Some sectors are expected to grow faster than others. Software firms should grow much faster than hardware ones. Viral growth is considered the highest-quality growth. High-spend growth, not so much. The hard metric of revenue growth can be sacrificed for improving a softer metric, such as increasing customer user experience.
Growth is complicated. Too often, hypergrowth is overvalued and the quality of growth is given short shrift. When looking at growth metrics, don’t jump to conclusions. Take the time to figure out if the rate of growth is conducive to the company’s long-term goals.
+ Andy Gordon, Co-Founder, Early Investing
Q: Why are most recent IPOs underperforming?
A: The essence of the problem is that companies are waiting far too long to go public. They have plenty of funding from venture capitalists and other private market investors, so they put off the IPO for far too long.
This is a serious problem because it means that most investors don’t even get a chance to get into these companies until they’re huge.
I explained this in-depth earlier this year in “The Disappearing Small Cap IPO.”
When a company IPOs today, most of the gains have already been made by private investors. In fact, the FASTER a company grows, the LATER it goes public.
Back when companies still regularly IPO’d early (usually well under $500 million), their early investors would be mutual funds, individual investors and institutional investors. Stocks like Microsoft, which increased from around $778 million at IPO to $915 billion today, created incredible wealth for public investors. And at the time, Microsoft was considered to have IPO’d very late.
That doesn’t happen much these days. By the time a company IPOs, it’s not even a small cap anymore. It’s a midcap or even a large cap stock. The hypergrowth phase is over.
It’s a sad situation, but fortunately I have a feeling that the WeWork disaster is going to start changing things. It will force companies to go public earlier and prove that they can withstand public market scrutiny.
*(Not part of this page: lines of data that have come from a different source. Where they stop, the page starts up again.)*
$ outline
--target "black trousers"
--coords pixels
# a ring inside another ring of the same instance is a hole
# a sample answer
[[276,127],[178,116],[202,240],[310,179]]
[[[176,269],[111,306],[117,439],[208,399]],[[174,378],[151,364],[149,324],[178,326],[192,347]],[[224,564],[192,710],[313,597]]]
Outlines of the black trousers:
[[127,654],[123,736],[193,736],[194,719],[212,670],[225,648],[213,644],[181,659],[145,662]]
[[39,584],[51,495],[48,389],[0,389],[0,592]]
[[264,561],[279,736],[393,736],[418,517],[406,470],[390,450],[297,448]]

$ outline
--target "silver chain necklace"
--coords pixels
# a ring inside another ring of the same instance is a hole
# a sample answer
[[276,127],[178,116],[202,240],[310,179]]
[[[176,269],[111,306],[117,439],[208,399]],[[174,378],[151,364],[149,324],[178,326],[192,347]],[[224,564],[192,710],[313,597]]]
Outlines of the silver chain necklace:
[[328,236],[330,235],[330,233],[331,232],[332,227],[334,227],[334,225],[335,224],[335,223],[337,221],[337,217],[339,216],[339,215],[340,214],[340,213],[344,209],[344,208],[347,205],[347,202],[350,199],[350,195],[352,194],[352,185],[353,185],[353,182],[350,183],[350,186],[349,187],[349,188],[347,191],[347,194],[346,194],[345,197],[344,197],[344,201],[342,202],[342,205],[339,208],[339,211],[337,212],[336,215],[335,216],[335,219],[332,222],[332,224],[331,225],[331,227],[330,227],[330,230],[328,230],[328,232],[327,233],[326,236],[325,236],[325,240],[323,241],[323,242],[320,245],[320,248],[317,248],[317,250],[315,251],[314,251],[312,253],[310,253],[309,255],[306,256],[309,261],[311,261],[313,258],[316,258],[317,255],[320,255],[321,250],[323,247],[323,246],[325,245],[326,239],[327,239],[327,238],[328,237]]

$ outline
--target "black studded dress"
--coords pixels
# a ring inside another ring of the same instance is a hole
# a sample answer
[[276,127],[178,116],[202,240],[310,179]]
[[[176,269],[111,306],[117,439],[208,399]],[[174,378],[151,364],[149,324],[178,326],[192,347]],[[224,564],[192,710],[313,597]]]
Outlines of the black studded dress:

At that point, investors will become suspicious of companies that continue to stay private at valuations over $5 billion. Why aren’t they going public? Do they have something to hide, like WeWork did?
This will open up more possibilities for average retail investors to get in on hot companies when they’re still growing. If Uber had gone public earlier, at a $1 billion valuation, its investors would still be thrilled because the company would have grown in value 56X since it IPO’d.